第4話:おぼろげな記憶
1:潮騒のマスター
午後の光が、岬の坂道を白く照らしていた。
湊は喫茶「潮騒」の扉を開けた。真鍮のベルが鳴る。いつもと同じ音のはずなのに、今日は少し違う響きに聞こえた。
カウンターに立っているのは、マスターだけだった。
五十代前後だろうか。がっしりとした体格に、白いシャツと黒いエプロン姿。
元柔道部という話は栞から聞いていたが、いつも目元に浮かぶ柔らかい笑みが、その印象をぼかしている。飄々としていて、どこか掴みどころがない。
「よう、羽月くん。今日は栞がちょっと遅れてるよ。配達の荷物、港まで取りに行ってるんだ」
「そうですか。少し待たせてもらってもいいですか」
「もちろん。座ってて」
マスターはすでにコーヒーを淹れ始めていた。豆を挽く音が、静かな店内に低く響く。客は湊以外に誰もいない。
湊がカウンター席に腰掛けると、マスターがコーヒーを差し出しながら、ぽつりと言った。
「……なんだか、前にどこかで会ったような気がするんだがなぁ、羽月くん」
湊はカップを両手で包みながら顔を上げた。
「初めてお会いしたのは先週ですよね」
「そうなんだけどね」
マスターは首を傾げるような仕草をしながら、笑みを崩さない。
「霧の中で見た夢みたいな、そんな感じかな。はっきりとは覚えてないんだけど」
湊はコーヒーを一口飲んだ。マスターのデジャヴは、栞のそれより薄い。もやのような、輪郭のはっきりしない感覚。それでも確かに、何かが滲み出ている。

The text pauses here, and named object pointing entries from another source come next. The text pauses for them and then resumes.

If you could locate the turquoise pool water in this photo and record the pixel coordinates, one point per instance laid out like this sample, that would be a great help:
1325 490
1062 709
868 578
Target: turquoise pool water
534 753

マスターはカウンターを拭きながら、カウンターの端に置かれた文庫本に目をやった。『アルジャーノンに花束を』——栞の本だ。
「あの本、栞が最近読み返してるんだよ。ダニエル・キイスの」
「どんな話なんですか」
「賢くなった男の人が、また元に戻っていく話だよ。切ない話でね」
マスターは少し遠くを見るような目をした。
「あの子、昔はもっとスケッチブック抱えて町の外に出たがってたんだけどね。最近は一人で静かに過ごしてることが多いみたいだ」
言葉の端々に静かな含みがあった。この人は栞の過去をよく知っている、と湊は直感した。
「栞さんはここで働いてもう長いんですか」
「高校を出てすぐだから、もう三年ぐらいになるかな」
マスターはゆっくりと答えた。
「町のみんなからも人気でね。ウチの看板娘みたいなもんだよ」
マスターは店内を一度見渡してから、湊に向き直り、小声で言った。
「ま、今日は客も少ないし」
ニヤっとした笑いが、目元に浮かんだ。
「栞が戻ってきたら、旧灯台にでも連れてってやってくれよ。あそこ、景色がいいんだ。栞も昔から気にしてたみたいだし」
何気ない世間話のような口調だった。でも湊には、それが意図的な後押しであることが分かった。
「……ありがとうございます」
「何がだい」
マスターはとぼけた顔でコーヒーカップを受け取り、また拭き始めた。
2:栞の帰還
しばらくして、真鍮のベルが鳴った。
栞が配達から戻ってきた。私服にエプロンを羽織った姿で、少し息を弾ませている。ドアを開けた瞬間、湊を見て表情がわずかに変わった。
「ただいま……。あ、羽月さん」
「お疲れ様です」
栞はエプロンの紐を結び直しながら、カウンターの内側へ入った。マスターがすかさず言う。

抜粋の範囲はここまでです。